Nina Savelle-Rocklin, Nina Savelle-Rocklin is a psychoanalyst, author, and podcast host. She is the author of Food for Thought: Perspectives on Eating Disorders (Rowman & Littlefield) and co-editor (with Salman Akhtar) of Beyond the Primal Addiction (Karnac Books) and Food Matters: A Biopsychosocial Approach (Phoenix Publishing House). She also wrote The Binge Cure: 7 Steps to Outsmart Emotional Eating and its companion workbook, The Binge Cure Journal, as well as Beyond Binge Eating: 100 Powerful Reflections to Transform Your Relationship with Food. Dr. Savelle-Rocklin contributed chapters in four scholarly books, including her chapter “The origins and fundamentals of psychoanalysis” (in Freud & The Buddha), and wrote more than fifty articles on disordered eating for publications such as Psyche Online and Psychology Today, the National Eating Disorders Association, Eating Disorder Hope, and other national and international organizations and publications. Her media appearances include being a featured guest on “The Dr. Drew Podcast” and more than twenty radio shows and podcasts worldwide. Her radio program, “The Dr. Nina Show,” on L.A. Talk Radio aired for more than six years and can now be heard as a podcast. Her other podcasts include “The Forking Truth,” “Mind Matters,” and “The Binge Cure with Dr. Nina.” Dr. Savelle-Rocklin is also on the board of Rose City Center, a psychoanalytically informed flexible fee counseling and training center, where she is the director of the Development Committee.
Charles P. Fisher, MD, Associate Director, Science Department, American Psychoanalytic Association, co-editor of ‘The Rangell Reader’ –
‘From the mother’s eye to the analyst’s eye, this wonderful volume explores the developmental, cultural, and clinical aspects of seeing, visualizing, and being seen. Salman Akhtar and Nina Savelle-Rocklin have brought together a distinguished group of contributors who provide multidimensional – literal, metaphorical, scientific, and artistic – perspectives on vision that will be truly mind expanding for all psychotherapists and psychoanalysts.’

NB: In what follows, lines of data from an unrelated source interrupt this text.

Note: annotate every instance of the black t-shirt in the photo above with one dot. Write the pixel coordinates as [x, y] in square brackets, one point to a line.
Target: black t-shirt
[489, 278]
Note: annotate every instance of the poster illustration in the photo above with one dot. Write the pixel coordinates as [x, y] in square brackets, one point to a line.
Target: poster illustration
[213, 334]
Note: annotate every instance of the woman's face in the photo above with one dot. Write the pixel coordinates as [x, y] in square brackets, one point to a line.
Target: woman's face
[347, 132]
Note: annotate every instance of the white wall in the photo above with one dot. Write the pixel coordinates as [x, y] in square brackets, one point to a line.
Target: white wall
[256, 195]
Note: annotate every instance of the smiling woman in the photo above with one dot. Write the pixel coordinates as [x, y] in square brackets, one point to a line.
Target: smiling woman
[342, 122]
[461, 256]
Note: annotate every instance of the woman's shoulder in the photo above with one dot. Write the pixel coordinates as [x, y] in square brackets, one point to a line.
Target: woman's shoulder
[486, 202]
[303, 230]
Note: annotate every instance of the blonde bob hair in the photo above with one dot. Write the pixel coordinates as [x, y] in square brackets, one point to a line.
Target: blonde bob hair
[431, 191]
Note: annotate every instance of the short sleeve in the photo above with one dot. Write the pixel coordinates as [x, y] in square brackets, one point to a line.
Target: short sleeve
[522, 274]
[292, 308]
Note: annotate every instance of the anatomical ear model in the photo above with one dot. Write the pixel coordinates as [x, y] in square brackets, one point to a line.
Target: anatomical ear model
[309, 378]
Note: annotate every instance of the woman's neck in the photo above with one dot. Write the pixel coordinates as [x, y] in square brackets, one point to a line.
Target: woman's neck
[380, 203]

Jennifer Davids, Fellow BPaS, IPA, Adult, Child and Adolescent Psychoanalyst, author of ‘The Nursery Age Child’ –
‘Salman Akhtar and Nina Savelle-Rocklin have done it again! In this co-edited new collection of accessibly written contributions from various parts of the world, we are invited to re-view developmental, symbolic, cultural and clinical aspects of seeing. Drawing on Freud, Winnicott, Mahler, and others, the psychopathology of vision is described and expanded. Seeing is located in the context of object relations. Aspects of the superego are linked to the inner eye, e.g., in watching and being watched. The authors discuss how much we blind ourselves to personal and broader, dangerous realities, such as global warming and nuclear threats. The book truly gathers together and widens the field of “psychoanalytic ophthalmology” and is highly relevant to medical practitioners and those in the mental health field.’
Sergio Lewkowicz, MD, Training and Supervising Analyst, Psychoanalytic Society of Porto Alegre, co-editor of ‘On Freud’s Mourning and Melancholia’ –
‘In the image-driven culture of the twenty-first century where identities and ideologies are often shaped by what one sees and what one is made to see, this book places a revealing psychoanalytic lens on visual realities and imaginations. It helps us reflect upon not only what all the images we are bombarded with reveal but also, more importantly, what they conceal from our inner selves.’